Vous avez peut-être entendu rebondir un cri lors d’une des journées d’action depuis le début du mouvement des “gilets jaunes” ? Si vous ne le connaissiez pas, sachez que c’est “Ahou ! Ahou ! Ahou !” qu’on crie dans les cortèges. S’il vous semble familier, êtes-vous certain d’en connaître toute l’origine ?

Les amateurs de foot parieront peut-être sur des racines footballistiques qui iraient puiser du côté du Rhône, dans l’antre de l’Olympique Lyonnais (OL). Et c’est vrai que, sur le pavé (celui des Champs-Elysées comme ailleurs), le “Ahou” est souvent repris par les “gilets jaunes” au rythme du même clapping (grosso modo, taper dans les mains en rythme, pour ceux qui s’interrogent) que celui qu’on entend résonner au stade à Lyon.

En réalité, ce “Ahou” footballistique et son clapping sont déjà une importation. A l’échelle hexagonale, on pourrait la dater du milieu des années 2010 si l’on en juge par le nombre d’articles ou de vidéos qui se mettent soudain à décrypter le “Ahou” des supporters de la sélection nationale d’Islande durant l’Euro 2016. Ce serait à cette occasion que le “Ahou” se serait vraiment disséminé partout en France, où l’Euro se déroulait cette année-là. 

Sauf qu’en 2016, le “Ahou” fait déjà quasiment office d’hymne maison à l’OL, et, bras levés, il inonde par exemple ces images filmées à Gerland un soir de match OL – PSG, le 13 avril 2014 :

Aujourd’hui, “AHOU !” s’accroche en toutes lettres sur une bonne partie des objets vendus à la boutique du club (14,99 euros pour “l’écharpe Ahou” aux couleurs de l’OL, rubrique “supporters” sur la boutique en ligne). 

Fanion "Ahou" vendu à la boutique de l'Olympique Lyonnais
Fanion “Ahou” vendu à la boutique de l’Olympique Lyonnais Crédits : OL

Ce brame galvanisateur est devenu à peu près unitaire au Parc OL (on dit aujourd’hui “Groupama Stadium”). Mais historiquement, il est plutôt amarré virage Nord, et à un groupe de supporters en particulier : les Bad Gones. Il n’a rien de confidentiel dans le champ footballistique puisqu’en février 2016, Lyon Mag annonçait à la veille d’un match de championnat :

Et pour monter un peu plus encore leurs mécontentements, les Bad Gones ne feront pas le traditionnel “Ahou” d’avant-match ce mercredi pour la réception de Bordeaux. Car, selon eux, “ce chant guerrier, les joueurs doivent le mériter”.
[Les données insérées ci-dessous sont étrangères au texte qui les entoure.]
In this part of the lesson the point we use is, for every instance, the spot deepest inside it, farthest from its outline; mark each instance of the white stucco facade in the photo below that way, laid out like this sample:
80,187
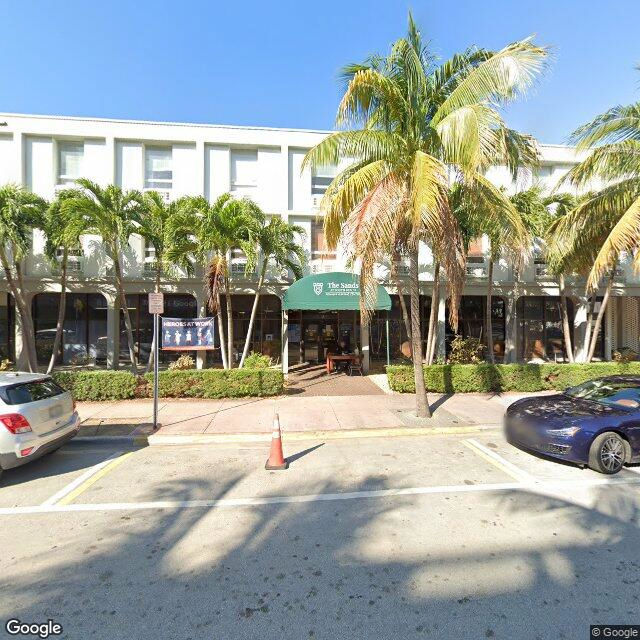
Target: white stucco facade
44,153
“Chant guerrier”, car la notoriété du “Ahou” auprès des “gilets jaunes” ne doit pas tout aux performances footballistiques des joueurs de l’OL (troisième de Ligue 1 après la 23ème journée cette saison). Si les Bad Gones en ont fait leur cri, c’est parce qu’un film l’avait popularisé : 300. Rien à voir avec le ballon rond, c’est à Sparte que Zack Snyder, le réalisateur de 300, a ancré son péplum tendance blockbuster sorti en 2006. Son film revisite l’histoire grecque et en particulier l’épisode de la bataille des Thermopyles (480 av. J-C pour ceux qui voudraient réviser). Résumé au pas de course, c’est l’histoire de l’impérialisme des Perses de Xerxès qui tentent d’envahir Sparte, où le roi Léonidas et trois cents valeureux guerriers résistent.